The novel approach hinges on the manipulation of a transparent silicone polymer known as PDMS (Polydimethylsiloxane), processed with laser output intensity adjustments. When exposed to high-intensity laser light, the polymer’s surface transitions into a white porous structure that reflects solar radiation and emits thermal energy, thus generating cooling effects conducive to maintaining lower temperatures in hot outdoor environments. On the other hand, applying a low-intensity laser causes the formation of a black porous structure that serves the opposite function, primarily absorbing sunlight to produce heat.
This dual-functionality not only simplifies the complexity typically associated with conventional thermal management methodologies, which often require different materials and multifaceted processing to achieve the same ends, but it also suggests a new pathway towards zero-energy thermal solutions. Given the pressing realities of climate change and energy crises, the need for sustainable methods to manage temperature without additional electrical drain has never been more critical. The developed technology promises to create just such solutions—enabling environments to remain dramatically cooler during scorching summer months and warmly insulated during frigid winters.
The implications of this research extend well beyond merely regulating ambient temperatures. The team rigorously tested their novel material’s capabilities in real-world environments. Under the glaring sun, the cooling surface achieved an average temperature of 5.89 degrees Celsius lower than the surrounding environment, while the heating surface heated itself to 58.1 degrees Celsius. Such remarkable thermal regulation demonstrates not only the practicality but the outstanding performance of their novel thermal management solution.
Further simulations indicate promising potential for economic savings in energy costs should this thermal management technology be implemented in building construction. The simulations projected a staggering annual reduction of up to 26.5% in heating and cooling energy expenses when incorporating this innovative material into rooftops. This not only illustrates potential initial investment returns but also underscores the technology’s promise to contribute significantly to energy efficiency and sustainability in architectural designs.

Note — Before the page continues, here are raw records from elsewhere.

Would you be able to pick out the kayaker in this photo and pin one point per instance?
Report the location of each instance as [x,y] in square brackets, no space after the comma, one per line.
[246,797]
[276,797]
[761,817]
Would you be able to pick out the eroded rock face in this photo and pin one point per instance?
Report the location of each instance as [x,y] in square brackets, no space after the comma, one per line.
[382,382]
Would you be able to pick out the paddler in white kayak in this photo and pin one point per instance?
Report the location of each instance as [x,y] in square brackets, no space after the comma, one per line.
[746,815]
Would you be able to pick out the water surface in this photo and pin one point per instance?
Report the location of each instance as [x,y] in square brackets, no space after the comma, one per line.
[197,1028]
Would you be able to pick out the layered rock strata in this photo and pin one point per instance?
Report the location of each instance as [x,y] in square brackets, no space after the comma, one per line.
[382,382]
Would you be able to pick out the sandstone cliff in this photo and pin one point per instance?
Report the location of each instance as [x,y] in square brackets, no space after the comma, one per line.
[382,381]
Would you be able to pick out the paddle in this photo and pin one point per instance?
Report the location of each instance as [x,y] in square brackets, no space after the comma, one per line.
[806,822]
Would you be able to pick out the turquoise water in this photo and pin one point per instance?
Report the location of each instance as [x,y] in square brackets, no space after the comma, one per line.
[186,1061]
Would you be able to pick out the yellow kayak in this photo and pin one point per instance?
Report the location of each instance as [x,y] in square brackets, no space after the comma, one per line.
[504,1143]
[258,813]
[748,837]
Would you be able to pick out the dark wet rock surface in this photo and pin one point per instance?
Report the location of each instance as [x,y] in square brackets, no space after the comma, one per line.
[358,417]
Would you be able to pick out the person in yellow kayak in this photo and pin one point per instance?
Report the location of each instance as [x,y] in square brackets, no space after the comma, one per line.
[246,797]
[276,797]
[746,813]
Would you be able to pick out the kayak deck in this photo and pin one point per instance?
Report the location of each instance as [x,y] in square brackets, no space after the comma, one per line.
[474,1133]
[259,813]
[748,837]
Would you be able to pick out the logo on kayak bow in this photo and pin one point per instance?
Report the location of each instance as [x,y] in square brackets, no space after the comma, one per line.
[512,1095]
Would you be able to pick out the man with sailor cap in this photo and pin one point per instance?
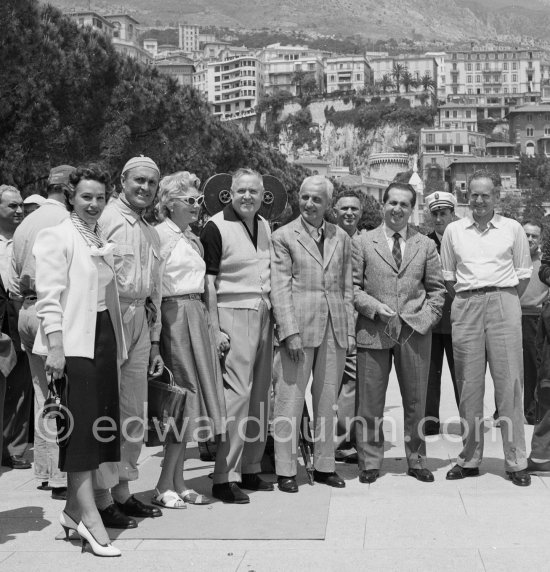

Additionally, the incorporation of this technology may expand into ‘plus-energy’ applications. By harnessing the temperature gradient formed between the surfaces – one cooling and the other heating – researchers envision creating solar-driven thermoelectric generators capable of producing electricity from thermal differences. Such advancements could aid in meeting energy demands while simultaneously reducing reliance on traditional electrical grids.
The research’s significance is compounded by its potential applications in various sectors, from building energy efficiency to outdoor equipment thermal stability and renewable energy generation—even extending into sophisticated systems such as solar-assisted desalination processes. As a result of the simplicity and cost-effectiveness of the technology, it holds vast promise for widespread implementation across diverse fields that seek to reduce their carbon footprints.
Professor Seung Hwan Ko emphasized the groundbreaking nature of this technology in redefining thermal management strategies. The ability to seamlessly flip between heating and cooling functions using a standardized material and a singular laser process drives forward the discourse around innovative manufacturing and material science. He stated that this approach opens the door for multiple real-world applications across various industrial sectors, fundamentally altering how we perceive and manage thermal energy.
Lastly, this work underlines the urgency of adapting our technologies and communities for an environmentally sustainable future. With energy usage on the rise and the atmosphere under increasing stress from climate change, innovations such as the one spearheaded by the research team at Seoul National University could represent the kind of paradigm shift that society needs to transition towards a more energy-efficient and ecologically friendly existence.
As the world grapples with both an energy crisis and the escalating consequences of climate change, the emergence of such technologies becomes not just beneficial but essential. At a time when every degree matters in temperature regulation, the implications of this revolutionary technology could represent a quantum leap forward, one that bolsters sustainability while meeting contemporary energy demands. The path forward is illuminated with hope, as this single-material solution sets the stage for the future of energy management.
Subject of Research: Not applicable
Article Title: Monolithic Integration of Radiative Cooling and Solar Heating Functionalities by Laser-induced Pyrolysis
News Publication Date: 20-Aug-2025
Web References: 10.1016/j.joule.2025.102007
References:
Image Credits: © Joule, originally published in Joule
Keywords: Thermal management technology, cooling and heating functions, laser processing, energy efficiency, sustainability, climatic adaptation, polydimethylsiloxane (PDMS), renewable energy, zero-energy technology.